The miners' strike is now over, but supplies remain tight, and will for months yet. South Africa was hit by another (electrician) strike that could also affect production soon after the miners' strike ended. The South African labor market is responding to inflation there, so there may be yet more strikes if wages do not keep pace with the cost of living. It's not clear exactly when production will get back to normal. In addition, Russia is actually the primary supplier for palladium, and the Ukrainian situation threatens to disrupt that supply chain as well. So far it has not, but it would be assuming too much to say that these critical metals were safe from political and economic disruption.
It should be noted that palladium is typically mined below cost. Both the platinum group metals are often found together, and the mine is operated in order to extract the platinum, with the palladium being merely a supplementary income stream that would not stand on its own. But the price of platinum itself was greatly squeezed by the shrinkage of the auto industry, Europe especially, where they have a stronger preference for diesels. Platinum was actually trading below the price of gold at one point. It has recovered to some extent and now trades above gold, but it does not yet enjoy the generous premium it did before the recession. This tight squeeze on the prices of platinum and palladium has to be considered the underlying cause of the miners' strike, since the mining companies could not pay their workers enough to keep up with South African inflation.
Both metals respond to changes in the price of gold as well, platinum more than palladium. Gold is also trading just above the cost of the gold miners to produce it. Even so, it has kept pace with stocks this year so far, exceeding the total return of the S&P500. I expect to see a continuation of inflation in the second half of this year, and a reluctance on the part of the Fed to keep real interest rates positive even when they do eventually raise nominal rates. That makes me bullish on gold, and also the platinum group metals. Also, while the tightening of the Fed may cause the bloom to come off the US auto industry, it will probably be cautious enough to prevent it from falling too far into recession. And of course, the Chinese and European auto industries will be unaffected by Fed rate hikes.

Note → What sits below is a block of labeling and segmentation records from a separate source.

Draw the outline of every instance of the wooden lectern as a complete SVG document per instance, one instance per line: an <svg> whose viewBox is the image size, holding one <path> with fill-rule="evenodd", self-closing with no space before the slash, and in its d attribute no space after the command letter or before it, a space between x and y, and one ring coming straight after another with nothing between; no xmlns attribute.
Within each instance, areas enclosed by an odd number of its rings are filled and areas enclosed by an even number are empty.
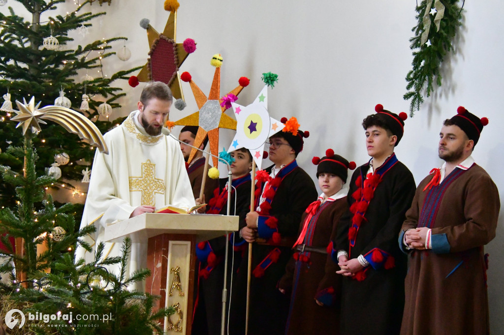
<svg viewBox="0 0 504 335"><path fill-rule="evenodd" d="M238 230L238 217L208 214L147 213L111 224L105 229L107 242L148 243L145 292L161 296L158 308L177 311L165 318L165 333L190 334L196 243Z"/></svg>

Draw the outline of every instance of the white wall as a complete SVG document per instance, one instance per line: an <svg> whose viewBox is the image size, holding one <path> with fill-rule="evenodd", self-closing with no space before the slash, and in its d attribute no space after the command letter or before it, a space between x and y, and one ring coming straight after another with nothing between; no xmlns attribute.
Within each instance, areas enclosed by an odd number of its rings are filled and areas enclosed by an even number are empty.
<svg viewBox="0 0 504 335"><path fill-rule="evenodd" d="M190 37L198 43L196 51L189 56L181 71L190 72L195 82L208 94L214 70L210 60L214 54L221 53L224 58L221 95L235 87L239 77L246 76L250 84L238 101L245 105L262 88L262 73L278 74L277 86L269 93L269 111L279 119L295 116L301 129L310 131L298 160L312 176L316 169L311 157L323 155L329 147L358 164L368 159L360 123L374 113L375 105L382 104L386 109L396 113L408 112L409 103L402 96L404 78L412 59L408 39L416 24L414 0L179 2L177 40L181 43ZM85 41L91 41L92 37L125 36L130 38L127 45L133 53L127 62L115 57L107 60L105 73L145 63L149 50L147 36L138 23L147 18L155 29L162 31L168 18L162 0L112 0L111 6L101 8L108 12L102 19L102 28L100 29L98 24L92 28ZM473 156L499 189L504 189L504 177L499 173L504 164L504 141L499 135L504 117L499 107L502 104L498 91L504 80L501 63L504 47L500 43L504 8L498 4L466 2L464 27L456 44L456 54L445 62L443 86L426 99L413 118L406 121L405 133L396 153L417 183L432 168L440 165L436 149L442 122L462 105L489 119ZM70 9L64 12L75 8L73 4L65 6ZM4 8L0 10L5 13ZM100 9L96 3L91 9L93 12ZM116 43L117 48L120 45ZM122 110L116 113L125 115L136 108L142 85L135 89L126 82L122 85L129 96L122 101ZM183 89L187 107L182 112L173 109L173 120L197 111L189 85L183 83ZM232 136L233 132L222 131L219 146L227 147ZM503 222L501 214L497 236L486 248L490 255L491 332L501 334Z"/></svg>

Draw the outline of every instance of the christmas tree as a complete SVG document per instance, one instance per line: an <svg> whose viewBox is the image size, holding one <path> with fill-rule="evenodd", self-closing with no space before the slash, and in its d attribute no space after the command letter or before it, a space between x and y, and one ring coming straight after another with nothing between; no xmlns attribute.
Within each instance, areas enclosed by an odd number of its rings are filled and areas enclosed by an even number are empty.
<svg viewBox="0 0 504 335"><path fill-rule="evenodd" d="M0 13L0 96L5 94L5 98L10 98L15 108L16 100L21 101L23 97L29 96L40 100L42 106L54 105L57 98L60 103L68 103L66 99L69 99L72 108L76 110L81 106L85 92L89 97L89 100L85 99L89 110L82 106L83 113L102 133L120 123L122 120L98 121L99 106L105 100L112 108L120 107L117 99L125 94L113 86L113 82L118 79L128 79L130 73L140 67L119 71L108 76L103 73L102 61L115 54L111 51L111 43L127 39L114 37L79 45L75 49L67 48L68 43L73 41L69 36L70 32L88 29L92 26L91 21L105 13L82 13L89 7L90 2L86 1L76 5L76 10L66 15L49 16L48 19L41 21L41 17L53 13L65 0L16 1L31 15L31 20L26 21L17 15L11 7L9 15ZM99 71L101 75L96 78L88 76L88 69L92 69L93 73ZM79 76L84 73L87 76ZM58 98L62 91L65 96ZM15 129L16 124L9 122L13 113L9 110L8 103L2 102L4 105L0 111L0 138L5 140L0 142L0 164L20 172L23 160L7 152L6 149L10 145L22 146L23 139L19 131ZM33 139L39 156L36 172L43 174L44 169L54 162L55 155L64 152L70 156L70 161L59 166L62 175L69 180L82 179L83 166L78 165L77 162L90 164L94 154L93 148L76 136L69 136L65 129L55 125L43 126L42 129L43 136ZM62 184L54 183L49 187L60 187ZM15 199L14 190L7 187L0 178L0 207L15 205ZM78 212L78 215L80 214Z"/></svg>

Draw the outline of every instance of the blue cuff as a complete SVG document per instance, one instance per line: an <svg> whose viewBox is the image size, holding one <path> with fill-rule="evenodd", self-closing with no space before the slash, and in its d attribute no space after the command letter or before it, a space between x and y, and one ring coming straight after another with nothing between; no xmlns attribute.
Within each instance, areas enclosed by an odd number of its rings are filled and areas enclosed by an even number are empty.
<svg viewBox="0 0 504 335"><path fill-rule="evenodd" d="M432 252L434 254L448 254L451 247L446 234L432 234L430 235Z"/></svg>
<svg viewBox="0 0 504 335"><path fill-rule="evenodd" d="M268 239L271 238L274 232L276 232L278 230L276 228L270 228L266 224L266 220L272 217L267 215L259 215L259 220L258 221L257 235L261 238Z"/></svg>
<svg viewBox="0 0 504 335"><path fill-rule="evenodd" d="M407 255L409 253L410 251L409 249L406 248L406 245L404 245L404 234L406 233L406 231L404 230L401 230L401 232L399 233L399 248L401 249L401 251L403 253Z"/></svg>

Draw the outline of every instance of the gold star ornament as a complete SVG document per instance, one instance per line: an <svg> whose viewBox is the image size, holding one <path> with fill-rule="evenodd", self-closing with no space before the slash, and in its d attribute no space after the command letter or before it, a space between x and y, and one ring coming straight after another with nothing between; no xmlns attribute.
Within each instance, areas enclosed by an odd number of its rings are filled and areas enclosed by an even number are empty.
<svg viewBox="0 0 504 335"><path fill-rule="evenodd" d="M23 135L30 127L40 131L40 123L46 124L43 119L53 121L66 129L67 131L76 134L81 138L92 145L97 147L101 152L108 153L107 145L100 130L93 122L82 114L69 108L58 106L47 106L40 109L40 103L35 105L35 97L32 97L30 102L23 98L23 104L16 101L19 111L14 111L17 114L11 118L18 121L16 128L23 126Z"/></svg>

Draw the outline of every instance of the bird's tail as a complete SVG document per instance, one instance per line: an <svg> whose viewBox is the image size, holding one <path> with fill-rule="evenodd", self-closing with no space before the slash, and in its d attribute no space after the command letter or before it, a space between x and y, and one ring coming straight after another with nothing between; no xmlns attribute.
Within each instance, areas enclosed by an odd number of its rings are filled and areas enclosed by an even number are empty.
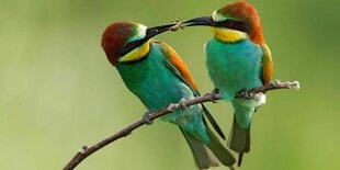
<svg viewBox="0 0 340 170"><path fill-rule="evenodd" d="M234 169L233 165L236 162L234 156L217 139L217 137L211 132L211 129L208 129L207 126L206 131L211 139L209 144L204 144L203 141L197 140L192 134L181 128L181 132L183 133L190 146L197 167L200 169L208 169L209 167L217 167L223 163L224 166Z"/></svg>
<svg viewBox="0 0 340 170"><path fill-rule="evenodd" d="M250 150L250 127L240 127L235 116L229 134L228 147L239 154L237 166L241 166L243 154Z"/></svg>
<svg viewBox="0 0 340 170"><path fill-rule="evenodd" d="M231 104L235 111L228 147L239 154L238 166L241 166L243 154L250 151L250 124L256 106L252 101L243 99L237 99Z"/></svg>

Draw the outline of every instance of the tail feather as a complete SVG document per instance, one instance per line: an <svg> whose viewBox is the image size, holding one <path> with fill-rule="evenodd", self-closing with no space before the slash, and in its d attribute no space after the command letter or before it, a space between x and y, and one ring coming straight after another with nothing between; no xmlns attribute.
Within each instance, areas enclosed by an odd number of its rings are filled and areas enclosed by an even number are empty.
<svg viewBox="0 0 340 170"><path fill-rule="evenodd" d="M241 166L243 154L250 151L250 126L247 129L240 127L235 116L229 134L228 147L239 154L238 167Z"/></svg>
<svg viewBox="0 0 340 170"><path fill-rule="evenodd" d="M195 163L200 169L218 167L220 163L233 168L233 165L236 162L235 158L208 128L207 133L211 138L211 144L208 145L197 140L184 129L180 129L183 133L195 159Z"/></svg>

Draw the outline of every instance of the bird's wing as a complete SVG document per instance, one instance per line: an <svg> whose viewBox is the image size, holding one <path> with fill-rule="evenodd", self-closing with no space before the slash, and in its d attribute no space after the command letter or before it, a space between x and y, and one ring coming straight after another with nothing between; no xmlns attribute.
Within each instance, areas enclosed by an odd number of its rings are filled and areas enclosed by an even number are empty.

Conclusion: supply overhangs are gone in palladium, and greatly diminished in platinum. Palladium has been strong all year and looks particularly attractive to buy on the current dip. (NYSEARCA:GLD) and (NYSEARCA:PPLT) can also be expected to rise in the second half of 2014.
Disclosure: The author is long PALL. The author also is long physical gold. The author wrote this article themselves, and it expresses their own opinions. The author is not receiving compensation for it (other than from Seeking Alpha). The author has no business relationship with any company whose stock is mentioned in this article.